Sur ce, elle attrape ses affaires abandonnées sur le comptoir et quitte le bar. Un silence de corbeau s'installe dans la salle. Rien, pas le moindre insecte pour briser cette atmosphère tendue. Mes cordes vocales elles-mêmes ont choisi de s'éteindre au profit du calme pesant. Machinalement, mes pieds me guident jusqu'au vestiaire où je retire mon uniforme scolaire pour celui de l'établissement.

En cet instant de répit, je m'empare de mon téléphone pour prévenir Zoé de la douche froide que je viens de me prendre et lui conjure de rappliquer au plus vite. Pas le temps d'attendre sa réponse, je rejoins à la hâte la salle où plusieurs clients commencent déjà à s'impatienter.

 

Au bout d'une heure de calvaire, mes jambes menacent de s'effondrer alors que je sers une table de trois adultes ce qui pourrait s'apparenter à des milkshakes à la banane. Beaucoup trop de lait, beaucoup trop de sucre, un dosage plus que douteux pour l'apparence du vomi d'un étudiant de médecine un soir de baptême. Je me dépêche de retourner me cacher derrière le comptoir, priant pour que plus personne ne mette les pieds dans cet endroit. Accroupie dans un coin, je retire mon téléphone de ma poche, constatant que Zoé cherche à me contacter.
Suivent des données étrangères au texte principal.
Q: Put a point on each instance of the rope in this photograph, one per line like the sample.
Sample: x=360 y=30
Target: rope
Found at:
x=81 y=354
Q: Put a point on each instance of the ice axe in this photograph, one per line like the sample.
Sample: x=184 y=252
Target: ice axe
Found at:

- « Bon sang Zoé, je te jure que tu as intérêt à avoir une bonne raison de m'appeler.

- J-J 'en ai un ! »

Mon ton menaçant retombe aussitôt que la voix à bout de souffle de mon amie me parvient aux oreilles.

- « Il y en avait un qui trainait dans la rue ! »
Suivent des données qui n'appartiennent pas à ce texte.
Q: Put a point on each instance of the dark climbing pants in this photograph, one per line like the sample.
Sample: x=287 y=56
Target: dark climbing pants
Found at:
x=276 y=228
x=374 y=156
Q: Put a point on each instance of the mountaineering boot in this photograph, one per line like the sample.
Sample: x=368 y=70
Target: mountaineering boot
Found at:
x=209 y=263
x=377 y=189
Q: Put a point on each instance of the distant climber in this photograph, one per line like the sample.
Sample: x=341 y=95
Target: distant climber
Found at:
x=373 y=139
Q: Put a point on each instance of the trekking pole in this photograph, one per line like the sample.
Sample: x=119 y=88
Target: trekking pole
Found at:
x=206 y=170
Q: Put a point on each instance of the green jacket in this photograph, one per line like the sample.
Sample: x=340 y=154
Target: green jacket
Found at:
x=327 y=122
L'émetteur collé contre mon oreille, je perçois en fond des injures et autres cris lancés à l'attention de Zoé. Je dois me retenir de ne pas hausser le ton pour ne pas déranger les clients du bar.

- « Rejoins-moi près du port !

- Tu plaisantes ? Je suis en plein service, je te rappelle qu'on était censée travailler ce soir.
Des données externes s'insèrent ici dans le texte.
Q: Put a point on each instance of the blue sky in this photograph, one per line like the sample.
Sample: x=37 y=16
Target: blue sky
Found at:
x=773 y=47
- Fais ce que je te dis ! »

Pas le temps de rétorquer quoi que ce soit, Zoé a déjà raccroché, probablement poursuivie par le type à qui elle vient de voler un disque de duel. Je pose une main sur mon front, affaiblie psychologiquement par l’attitude de celle qui est censée être mon aînée. Tout en me redressant face au comptoir, j'observe la poignée de personnes attablées. Non, je ne peux définitivement pas les laisser et partir sans prévenir la patronne.

« Le moindre écart ce soir et tu es virée, Yuurei. » Elle ne pouvait pas être plus claire. Ce n'est pas comme si ce travail m'était devenu indispensable au fil des mois... Soudain, mon téléphone vibre, Zoé, encore. Le vestiaire me servira de cachette pendant les prochaines minutes.

- « Allô ? »

Pas de réponse, seule la houle du port anime la conversation. J'appelle mon amie à plusieurs reprises, quitte à crier au point que les clients m'entendent mais rien ne vient. Une sensation désagréable me parcourt de part en part. S'il était arrivé un accident à Zoé, j’aurai déjà dû être sur place pour lui porter secours. Le bruit des vagues persiste à l'autre bout du fil. Prise d'une bouffée d'adrénaline, je coupe l'appel, plonge le portable dans la poche de ma jupe et, toujours vêtue de l'uniforme du Tam-Tam, claque la porte du vestiaire et saute à l'extérieur. Cette fois-ci, il est hors de question que je laisse la peur me débiner. La porte ! Si quelqu’un vole la caisse, je suis une femme morte. Tant pis pour les clients, s'ils peuvent passer trois heures à siroter le même cocktail, une petite heure de plus ne saurait leur causer de tords. D'un geste précis et réfléchi, j'enfonce la clé dans la serrure et verrouille la porte du bar avant de sprinter en direction du port de Flem, jumelé à celui de Domino City.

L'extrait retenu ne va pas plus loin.